On November 9, 2020, the European Union Agency for Cybersecurity (ENISA) released its Guidelines for Securing the IoT – Secure Supply Chain for IoT, which covers the entire Internet of Things (IoT) supply chain – hardware, software and services – and builds on the 2019 Good Practices for Security of IoT – Secure Software Development Lifecycle publication by focusing on the actual processes of the supply chain used to develop IoT products. This report complements the Agency’s seminal study on Baseline Security Recommendations for IoT, a highly cited and referenced work that aims to serve as a reference point for IoT security.
Supply chains are currently facing a broad range of threats, from physical threats to cybersecurity threats. Organisations are becoming more dependent than ever before on third parties. As organisations cannot always control the security measures of their supply chain partners, IoT supply chains have become a weak link for cybersecurity. Today, organisations have less visibility and understanding of how the technology they acquire is developed, integrated and deployed than ever before.
EU Agency for Cybersecurity Executive Director Juhan Lepassaar stated: “Securing the supply chain of ICT products and services should be a prerequisite for their further adoption particularly for critical infrastructure and services. Only then can we reap the benefits associated with their widespread deployment, as it happens with IoT.“
In the context of the development of the Guidelines for Securing the IoT – Secure Supply Chain for IoT, the EU Agency for Cybersecurity has conducted a survey that identifies the existence of untrusted third-party components and vendors, and the vulnerability management of third-party components as the two main threats to the IoT supply chain. The publication analyses the different stages of the development process, explores the most important security considerations, identifies good practices to be taken into account at each stage, and offers readers additional resources from other initiatives, standards and guidelines.

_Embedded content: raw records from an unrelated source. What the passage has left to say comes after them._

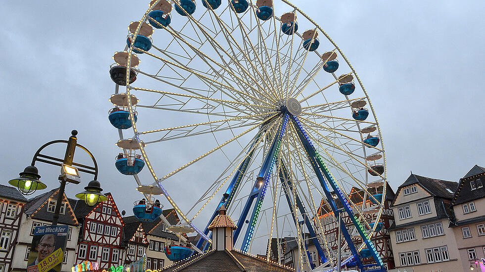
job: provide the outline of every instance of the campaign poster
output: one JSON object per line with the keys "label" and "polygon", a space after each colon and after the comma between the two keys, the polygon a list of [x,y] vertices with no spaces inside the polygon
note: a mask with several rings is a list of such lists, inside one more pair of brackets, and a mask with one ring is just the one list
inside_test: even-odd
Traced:
{"label": "campaign poster", "polygon": [[27,261],[27,272],[59,272],[69,226],[36,227]]}

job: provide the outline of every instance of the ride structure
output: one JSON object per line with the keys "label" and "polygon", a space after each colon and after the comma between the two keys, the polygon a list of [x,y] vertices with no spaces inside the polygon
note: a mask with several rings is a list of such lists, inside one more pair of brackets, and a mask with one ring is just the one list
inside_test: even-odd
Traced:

As in most cases pre-prepared products are used to build up an IoT solution, introducing the concept of security by design and security by default is a fundamental building block to protect this emerging technology. The Agency has worked with IoT experts to create specific security guidelines for the whole lifespan of IoT devices. These guidelines to help tackle the complexity of IoT focus on bringing together the key actors in the supply chain to adopt a comprehensive approach to security, leverage existing standards and implement security by design principles.
ENISA’s Work in IoT
The European Union Agency for Cybersecurity has been working on good practices for securing IoT since 2016 by publishing studies that map the corresponding threat landscape and provide targeted security measures. The Agency’s key publications in this arena include Good Practices for Security of IoT – Secure Software Development Lifecycle, Industry 4.0 in the Context of Smart Manufacturing, Smart Cars, Smart Hospitals, Smart Airports, and a dedicated online tool:
Just last month, the EU Agency for Cybersecurity, Europol’s Cybercrime Centre (EC3) and the Computer Emergency Response Team for the EU Institutions, Bodies and Agencies (CERT-EU) launched the 4th Annual IoT Security Conference Series to raise awareness on the security challenges facing the IoT ecosystem across the Union. The conference opened discussions into the trustworthiness of IoT with topics about supply chain integrity, AI deployments, regulations surrounding IoT, and possible cybersecurity certification schemes that could support this effort.